The Adelaide trial demonstrated that patients who lost ≥10% of body weight had a 6× greater probability of remaining in sinus rhythm than those who did not, independent of antiarrhythmic therapy. This is data every GP managing AF patients should know and cite to motivate patients.
A trigger diary helps patients feel engaged in their own care and provides clinical data that 24-hour Holter monitoring alone cannot capture — the context of symptoms. Many patients discover their palpitations are reliably triggered by specific foods, drinks, or stressors and can be managed entirely by avoidance, without medication.
Clear safety-netting is essential — palpitations often recur and arrhythmias can progress. Ensure every patient knows the specific symptoms that require immediate action.
CHA₂DS₂-VASc scores change as patients age or acquire new comorbidities. An annual score reassessment is required — a patient who scored 1 last year may score 2 this year due to a new diagnosis of hypertension or having turned 65. Failure to do this is a common audit finding and medicolegal vulnerability in AF management.

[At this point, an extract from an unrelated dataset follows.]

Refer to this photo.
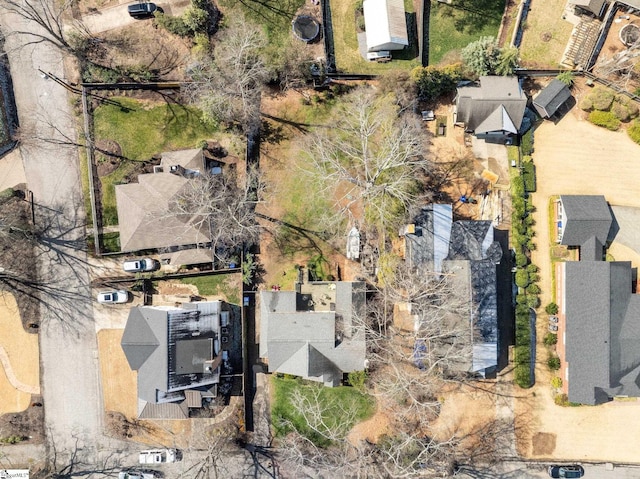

Digoxin toxicity is a preventable drug harm — the therapeutic window is narrow and toxicity is precipitated by hypokalaemia (from concurrent diuretics), renal impairment, and drug interactions (amiodarone, clarithromycin double digoxin levels). Symptoms of toxicity include nausea, visual disturbance (yellow-green halos), bradycardia, and new arrhythmias — patients must be counselled specifically on these.
DVLA notification is a medicolegal requirement that GPs frequently miss in palpitation management. Patients with syncope or near-syncope related to arrhythmia must be advised in writing to stop driving — document this conversation clearly in the notes. Group 2 licence holders (HGV/bus drivers) have stricter standards and require specialist sign-off before returning to driving.